Our correspondent reported protesters on the street in Hasbaya, southern Lebanon, and the capital Beirut, on Friday morning. Images circultaing on social media showed a student protest scheduled outside the Ministry of Education.
Students from universities including the Lebanese American University (LAU) and American University of Beirut (AUB) have been a part of the broad protests in Lebanon, which started on October 17 in response to a proposed fee on WhatsApp call usage, and led a specific demonstration on Thursday.
“Students are protesting AUB’s decision to remain open and resume classes as usual despite the ongoing situation in the country,” AUB student Cyrus Azad told our reporters on Thursday.

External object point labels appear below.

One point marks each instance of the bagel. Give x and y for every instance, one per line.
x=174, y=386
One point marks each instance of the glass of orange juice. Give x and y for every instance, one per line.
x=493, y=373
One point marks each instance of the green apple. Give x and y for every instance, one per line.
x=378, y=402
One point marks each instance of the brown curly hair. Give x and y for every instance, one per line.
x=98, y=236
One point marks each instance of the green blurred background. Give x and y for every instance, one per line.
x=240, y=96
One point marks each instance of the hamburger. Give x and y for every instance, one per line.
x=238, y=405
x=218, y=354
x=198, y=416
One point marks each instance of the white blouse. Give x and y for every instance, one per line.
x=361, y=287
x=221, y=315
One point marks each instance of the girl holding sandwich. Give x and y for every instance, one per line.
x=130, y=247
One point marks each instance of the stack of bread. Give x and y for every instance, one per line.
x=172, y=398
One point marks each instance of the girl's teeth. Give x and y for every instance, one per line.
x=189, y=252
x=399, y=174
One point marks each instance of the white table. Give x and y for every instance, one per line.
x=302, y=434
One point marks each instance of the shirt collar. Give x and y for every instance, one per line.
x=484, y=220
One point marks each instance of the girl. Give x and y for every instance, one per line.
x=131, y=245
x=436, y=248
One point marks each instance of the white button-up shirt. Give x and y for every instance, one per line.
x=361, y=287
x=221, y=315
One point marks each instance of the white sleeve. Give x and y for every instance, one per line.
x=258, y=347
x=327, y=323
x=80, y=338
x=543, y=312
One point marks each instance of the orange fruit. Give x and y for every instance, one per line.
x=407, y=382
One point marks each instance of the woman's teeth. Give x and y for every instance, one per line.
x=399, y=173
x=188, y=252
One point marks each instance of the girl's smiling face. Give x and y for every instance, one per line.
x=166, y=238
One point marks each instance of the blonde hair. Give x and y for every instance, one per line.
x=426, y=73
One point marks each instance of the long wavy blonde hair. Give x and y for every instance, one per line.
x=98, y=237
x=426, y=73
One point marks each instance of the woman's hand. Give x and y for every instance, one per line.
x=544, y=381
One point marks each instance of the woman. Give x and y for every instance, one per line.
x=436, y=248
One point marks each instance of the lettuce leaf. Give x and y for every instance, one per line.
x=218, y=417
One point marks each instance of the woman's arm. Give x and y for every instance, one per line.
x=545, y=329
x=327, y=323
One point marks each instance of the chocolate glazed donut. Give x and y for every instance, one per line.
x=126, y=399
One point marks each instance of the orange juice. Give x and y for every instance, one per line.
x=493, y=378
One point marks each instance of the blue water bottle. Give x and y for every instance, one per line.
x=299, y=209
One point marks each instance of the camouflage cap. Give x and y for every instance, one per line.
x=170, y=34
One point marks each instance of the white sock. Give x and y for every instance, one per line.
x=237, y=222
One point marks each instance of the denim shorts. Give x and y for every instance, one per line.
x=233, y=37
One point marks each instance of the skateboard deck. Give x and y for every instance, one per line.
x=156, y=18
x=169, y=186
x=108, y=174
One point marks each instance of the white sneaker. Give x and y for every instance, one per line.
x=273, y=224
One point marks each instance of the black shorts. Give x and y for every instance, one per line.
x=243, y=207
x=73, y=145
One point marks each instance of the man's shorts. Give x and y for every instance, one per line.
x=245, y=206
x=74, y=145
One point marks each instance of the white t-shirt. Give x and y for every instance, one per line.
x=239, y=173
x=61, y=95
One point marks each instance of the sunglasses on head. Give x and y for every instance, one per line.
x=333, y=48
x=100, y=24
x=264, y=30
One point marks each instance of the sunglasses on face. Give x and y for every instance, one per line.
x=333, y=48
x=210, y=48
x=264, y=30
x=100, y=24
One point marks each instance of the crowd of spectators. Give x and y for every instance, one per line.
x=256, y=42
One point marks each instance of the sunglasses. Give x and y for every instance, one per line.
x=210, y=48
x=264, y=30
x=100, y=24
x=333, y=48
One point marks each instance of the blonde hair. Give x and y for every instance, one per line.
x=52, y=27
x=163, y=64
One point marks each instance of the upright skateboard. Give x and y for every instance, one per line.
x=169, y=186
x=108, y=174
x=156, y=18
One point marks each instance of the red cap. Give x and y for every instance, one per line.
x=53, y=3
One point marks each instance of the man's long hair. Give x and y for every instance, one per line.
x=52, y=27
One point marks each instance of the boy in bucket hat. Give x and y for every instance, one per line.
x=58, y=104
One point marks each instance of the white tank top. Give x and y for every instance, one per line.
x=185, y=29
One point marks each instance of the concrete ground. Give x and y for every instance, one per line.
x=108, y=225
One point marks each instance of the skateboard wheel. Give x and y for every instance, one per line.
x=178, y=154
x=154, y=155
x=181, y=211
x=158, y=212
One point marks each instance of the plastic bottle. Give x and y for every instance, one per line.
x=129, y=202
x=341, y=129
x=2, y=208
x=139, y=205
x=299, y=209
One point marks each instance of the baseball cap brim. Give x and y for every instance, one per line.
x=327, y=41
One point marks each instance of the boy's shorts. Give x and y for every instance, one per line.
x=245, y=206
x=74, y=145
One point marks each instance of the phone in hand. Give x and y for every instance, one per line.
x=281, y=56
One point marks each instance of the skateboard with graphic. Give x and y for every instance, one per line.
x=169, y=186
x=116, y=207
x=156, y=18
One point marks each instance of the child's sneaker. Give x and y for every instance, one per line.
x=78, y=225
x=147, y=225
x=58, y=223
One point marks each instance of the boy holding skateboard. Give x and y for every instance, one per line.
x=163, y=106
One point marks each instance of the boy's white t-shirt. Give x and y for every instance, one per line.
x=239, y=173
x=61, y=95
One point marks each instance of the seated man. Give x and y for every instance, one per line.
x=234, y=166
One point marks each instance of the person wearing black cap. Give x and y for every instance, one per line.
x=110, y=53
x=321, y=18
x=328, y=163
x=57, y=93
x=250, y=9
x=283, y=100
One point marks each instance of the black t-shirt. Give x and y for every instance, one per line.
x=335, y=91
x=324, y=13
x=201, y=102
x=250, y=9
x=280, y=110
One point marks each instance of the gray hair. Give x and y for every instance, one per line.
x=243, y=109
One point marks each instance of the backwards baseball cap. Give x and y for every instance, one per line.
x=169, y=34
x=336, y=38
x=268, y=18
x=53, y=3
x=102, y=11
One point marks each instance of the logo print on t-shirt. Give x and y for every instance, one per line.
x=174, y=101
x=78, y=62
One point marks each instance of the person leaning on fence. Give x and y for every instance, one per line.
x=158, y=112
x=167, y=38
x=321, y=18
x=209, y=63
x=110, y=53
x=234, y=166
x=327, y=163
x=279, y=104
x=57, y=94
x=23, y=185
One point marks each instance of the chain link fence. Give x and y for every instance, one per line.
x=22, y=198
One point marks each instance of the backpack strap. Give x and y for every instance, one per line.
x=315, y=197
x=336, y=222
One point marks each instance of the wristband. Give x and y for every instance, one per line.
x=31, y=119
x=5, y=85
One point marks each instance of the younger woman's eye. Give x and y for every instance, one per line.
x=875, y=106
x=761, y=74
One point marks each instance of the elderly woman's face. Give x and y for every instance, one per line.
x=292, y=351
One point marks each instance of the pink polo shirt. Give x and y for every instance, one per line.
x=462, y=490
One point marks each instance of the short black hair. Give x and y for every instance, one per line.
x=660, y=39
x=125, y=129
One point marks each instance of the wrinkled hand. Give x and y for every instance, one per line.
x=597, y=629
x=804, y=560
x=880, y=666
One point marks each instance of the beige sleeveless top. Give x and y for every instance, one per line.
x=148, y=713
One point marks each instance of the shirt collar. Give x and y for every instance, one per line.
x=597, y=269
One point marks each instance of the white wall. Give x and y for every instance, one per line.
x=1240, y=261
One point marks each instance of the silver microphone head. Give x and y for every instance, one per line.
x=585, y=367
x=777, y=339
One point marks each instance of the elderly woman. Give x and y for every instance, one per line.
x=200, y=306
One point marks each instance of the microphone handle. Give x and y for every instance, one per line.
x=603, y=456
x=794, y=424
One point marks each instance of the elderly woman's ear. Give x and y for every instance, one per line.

“There’s a lot of political elite that are on the board of AUB and otherwise have influence in the decisions,” said Azad, referring to the university’s decision to take an “impartial role.”
Other demonstrations are set to take place outside the state-run utility company Electricite du Liban and the central bank. Electricity shortages and expensive generators have been one of the many causes of people taking to the streets, while banks have also been the target of protests. Fears of an alleged dollar shortage also helped fuel protests against a worsening economic situation.
On Tuesday, ratings agency Moody’s had downgraded Lebanon’s sovereign debt, saying sweeping anti-government protests had hit investor confidence and threatened marco-economic stability.
Lebanon’s outgoing Prime Minister Saad Hariri met President Michel Aoun on Thursday without announcing progress towards forming a new government, and banking sources said most financial transfers out of the country remained blocked.